Danger of Overcurrent when connecting INPUT_PULLUP pin directly to ground?

I have a project that I'm using a momentary button in series with a digital INPUT_PULLUP pin and the Arduino's ground pin to detect a button press. I understand that shorting an ouput pin or 5V directly to ground can cause an overcurrent, but I wanted to check if there was any danger of this happening while using the internal pullup resistor on the Arduino.

From a glance, it looks like the resistor can be anywhere from 20kΩ to 50kΩ, which means that at worst, it should be running 25mA through the circuit I've made, which seems to be below the 40mA current limit I've heard per pin.

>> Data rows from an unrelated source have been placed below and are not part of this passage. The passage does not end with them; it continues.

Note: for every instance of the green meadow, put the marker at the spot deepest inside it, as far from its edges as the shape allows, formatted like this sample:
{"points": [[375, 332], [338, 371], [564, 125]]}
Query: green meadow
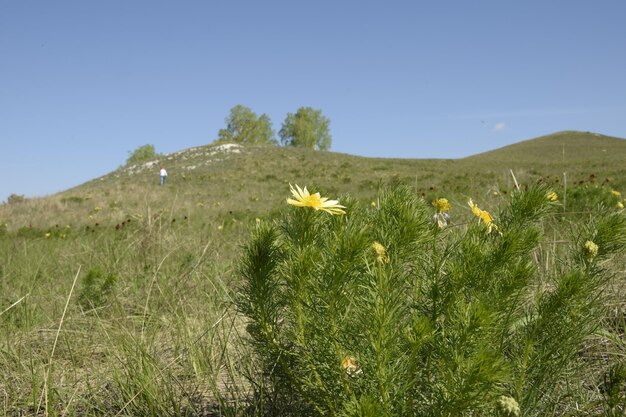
{"points": [[211, 296]]}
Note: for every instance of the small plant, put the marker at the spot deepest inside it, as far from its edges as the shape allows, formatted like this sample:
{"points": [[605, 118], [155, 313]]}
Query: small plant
{"points": [[97, 288], [16, 199], [381, 311], [141, 154]]}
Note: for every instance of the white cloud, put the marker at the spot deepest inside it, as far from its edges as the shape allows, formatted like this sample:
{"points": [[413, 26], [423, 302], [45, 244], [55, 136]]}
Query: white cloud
{"points": [[499, 127]]}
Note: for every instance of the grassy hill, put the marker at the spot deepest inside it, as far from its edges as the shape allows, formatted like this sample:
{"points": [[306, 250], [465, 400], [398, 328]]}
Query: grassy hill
{"points": [[234, 181], [117, 296]]}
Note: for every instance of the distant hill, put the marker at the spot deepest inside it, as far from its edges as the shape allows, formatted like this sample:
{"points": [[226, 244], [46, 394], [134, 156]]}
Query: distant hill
{"points": [[562, 148], [231, 181]]}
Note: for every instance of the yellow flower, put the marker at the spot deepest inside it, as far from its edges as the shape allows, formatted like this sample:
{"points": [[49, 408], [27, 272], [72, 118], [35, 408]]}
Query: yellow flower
{"points": [[348, 363], [591, 248], [381, 253], [305, 199], [507, 406], [484, 216], [441, 204]]}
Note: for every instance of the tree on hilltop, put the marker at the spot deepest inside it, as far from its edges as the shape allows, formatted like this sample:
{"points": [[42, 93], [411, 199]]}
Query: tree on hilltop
{"points": [[307, 128], [243, 125]]}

Is there anyone who can verify that this isn't a danger to the board I'm using (A Nano)?

Also, as a follow up, is there a danger of overcurrent when using multiple buttons like this coming from different pins but all connecting to ground?

minuet:
I have a project that I'm using a momentary button in series with a digital INPUT_PULLUP pin and the Arduino's ground pin to detect a button press. I understand that shorting an ouput pin or 5V directly to ground can cause an overcurrent, but I wanted to check if there was any danger of this happening while using the internal pullup resistor on the Arduino.

From a glance, it looks like the resistor can be anywhere from 20kΩ to 50kΩ, which means that at worst, it should be running 25mA through the circuit I've made, which seems to be below the 40mA current limit I've heard per pin.

Is there anyone who can verify that this isn't a danger to the board I'm using (A Nano)?

Also, as a follow up, is there a danger of overcurrent when using multiple buttons like this coming from different pins but all connecting to ground?

The pin goes to a gate on a FET inside the microcontroller. Can't get much current from that. The internal circuit is different when you define the pin as output.

Paul

Thank you Paul.

Glad to know that I'm not going to be smoking out my Arduinos by doing this.

From a glance, it looks like the resistor can be anywhere from 20kΩ to 50kΩ, which means that at worst, it should be running 25mA through the circuit I've made.

I think your maths is a bit off!
5V / 20000Ohms = 0.25mA

It is the intended design of an pin with an internal pull up resistor that it be shorted to ground.

5V/20K = 0.25mA (250uA).
Shorting the Input to Gnd merely takes away the 1uA the input pin needs for a high.

The internal pullup provides no protection if the pin is set to Output, commanded to High and then shorted to Gnd.
If left shorted, it will blow the output drive transistor sooner or later.